Email Best Practices for Virtual Events
With social distancing orders in place around the world, physical events are canceled for the foreseeable future. However, businesses are still operating, and many are choosing to shift in-person conferences and conventions online.
There are a lot of things to consider when making this decision, but one of the biggest is how to communicate you’re hosting a virtual conference instead of a physical one. Let’s take a look at a few email marketing best practices for virtual events.
The Day-of Agenda Email
With in-person conferences, it’s easy to focus on nothing but the event: your out-of-office message is on, you travel to the event, walk the vendor maze and track down a branded stress ball to take home. In essence, you’re eating, breathing and sleeping at the conference.
Virtual conferences are different. It’s not as easy to simply turn everything off and focus solely on the topics of the day.
With that in mind, an email marketing best practice for virtual events is to send day-of agenda emails to participants. This gives participants a quick and easy snapshot of the day’s events, allowing them to see what topics are up for discussion and identify the topics that mean the most to them. This helps facilitate participants getting the most out of your virtual event.
Communicating Breakout Tracks Email
Most conferences have a few hours of breakout sessions after lunch. These are usually run concurrently, and participants have to choose one or the other.
In your daily agenda email, give participants a small preview of the topics so they can decide which ones they want to participate live. And, most importantly, remind participants that other tracks and sessions will be made available on-demand, if applicable.
One of the best ways to run a virtual event is to make use of simulive presentations, which allows presenters to pre-record an event while attending and responding to attendees in real-time through chat engagement tools. Participants get the best of both worlds because they don’t really have to choose between one topic track or the other.
Here is an example from Best of B2BMX:
Providing for Sponsors
One major consideration when digitizing your physical event is how to keep your sponsors in the loop and happy. In a physical event space, sponsors’ logos can be put anywhere, from programs and daily agenda handouts to banners and signs.

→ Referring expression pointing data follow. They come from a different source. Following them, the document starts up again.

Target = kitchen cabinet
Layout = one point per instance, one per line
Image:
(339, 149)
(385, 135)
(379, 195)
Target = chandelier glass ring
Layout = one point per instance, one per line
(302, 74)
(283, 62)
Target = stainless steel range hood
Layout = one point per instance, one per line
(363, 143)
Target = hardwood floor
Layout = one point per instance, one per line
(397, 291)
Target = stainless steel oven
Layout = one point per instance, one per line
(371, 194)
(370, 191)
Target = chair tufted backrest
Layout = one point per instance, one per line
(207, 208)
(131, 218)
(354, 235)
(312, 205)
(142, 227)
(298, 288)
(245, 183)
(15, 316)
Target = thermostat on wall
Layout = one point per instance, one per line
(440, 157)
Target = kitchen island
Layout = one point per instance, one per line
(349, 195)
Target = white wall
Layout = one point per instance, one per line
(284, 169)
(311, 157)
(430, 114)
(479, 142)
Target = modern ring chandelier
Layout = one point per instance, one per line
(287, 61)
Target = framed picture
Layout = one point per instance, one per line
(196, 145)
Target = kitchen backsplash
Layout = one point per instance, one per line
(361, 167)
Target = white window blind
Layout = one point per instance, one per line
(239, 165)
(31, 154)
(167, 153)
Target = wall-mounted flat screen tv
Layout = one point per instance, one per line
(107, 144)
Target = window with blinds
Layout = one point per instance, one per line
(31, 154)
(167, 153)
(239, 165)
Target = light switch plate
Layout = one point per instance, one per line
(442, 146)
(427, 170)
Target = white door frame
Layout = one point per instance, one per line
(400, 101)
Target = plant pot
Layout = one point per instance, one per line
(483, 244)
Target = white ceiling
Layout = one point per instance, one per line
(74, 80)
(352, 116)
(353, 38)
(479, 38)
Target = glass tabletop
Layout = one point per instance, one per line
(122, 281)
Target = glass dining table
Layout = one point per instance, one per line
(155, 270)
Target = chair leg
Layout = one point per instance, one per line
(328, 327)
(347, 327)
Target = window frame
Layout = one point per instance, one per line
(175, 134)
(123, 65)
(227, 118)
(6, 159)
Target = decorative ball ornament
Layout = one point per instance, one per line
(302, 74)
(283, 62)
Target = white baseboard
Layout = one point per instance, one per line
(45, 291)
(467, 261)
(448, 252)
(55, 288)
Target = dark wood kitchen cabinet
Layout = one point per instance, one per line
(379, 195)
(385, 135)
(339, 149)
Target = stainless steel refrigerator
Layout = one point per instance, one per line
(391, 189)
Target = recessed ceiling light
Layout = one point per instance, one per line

Getting a sponsor’s name out there for a virtual event requires a different approach. And one of the best approaches is to include your sponsors in your event emails. That way, your sponsors get the exposure they want – this is an email marketing best practice for virtual events that you shouldn’t overlook.
Email Body
Let’s take a look at what Demand Generation Report did for its Best of #B2BMX event as a prime example. In its emails, the company included sponsors by providing a grid of logos throughout each email sent. As you scroll through the message to see what topics are available to you today, you end with a collage of sponsors at the end of the email.
The company logos are placed just below the link that takes participants to the full conference agenda. Take a look:
Event Website
Best of #B2BMX took it one step further and included sponsors on the homepage of the event. When participants click on the link to the event agenda, a sidebar on the right of the screen highlighting sponsors. This sidebar remains throughout the entire event site, so sponsors are prominently displayed and broadcast to each attendee.
MarTech Today’s event, Discover MarTech, provides another great example by taking things one step further and displayed sponsors by categories:
Short Emails, Great Content
Another email marketing best practice for virtual events to keep in mind is that emails — even comprehensive ones for virtual events — should be short, to the point and have a single focus that’s immediately clear to the reader. The goal is to share necessary information while keeping your reader’s attention and we have a few tips on how to do that.
Keep Paragraphs Short
Readers scan emails, before reading them. So, to capture both aspects of the reading experiences, keep paragraphs short. If you have a lot of content to share, break each element down into small paragraphs of no more than two to three sentences. You can also provide links on your different topics that allow people to click for more information if they want.
Stick to One Main Idea
Try to keep one main idea per paragraph. This will help keep your paragraphs short and to the point for your readers. It will also keep readers from getting lost in your message.
Organize Content Logically
Lastly, try to organize your content logically within an email. For example, a virtual summit email could present topics and events of the summit chronologically by the hour, by importance or by what’s going on by the day.
Write Relevant Subject Lines
Probably the most important — and most confounding — part of writing an email is coming up with a compelling subject line. This is your hook to get participants to open the email, it’s important and you need to make it count. No pressure.
Your best bet: make it short, to the point and, if at all possible, catchy.
If your email details the day’s topics and schedule, then your subject line should say something like “Today’s Awesome Marketing Summit Agenda” or “Your Daily Schedule for Awesome Marketing Summit.”
Because the subject line is the enticer to get people to open your email, try to make it relevant to the overall theme of your event. An email from the MarTech Conference is a good example of this.
B2BMX also did a good job of keeping its subject line short and representative of the email content.
When creating emails and their content for your virtual summit, keep these email marketing best practices in mind. You have important information to share and you want readers to be able to digest that content quickly and easily.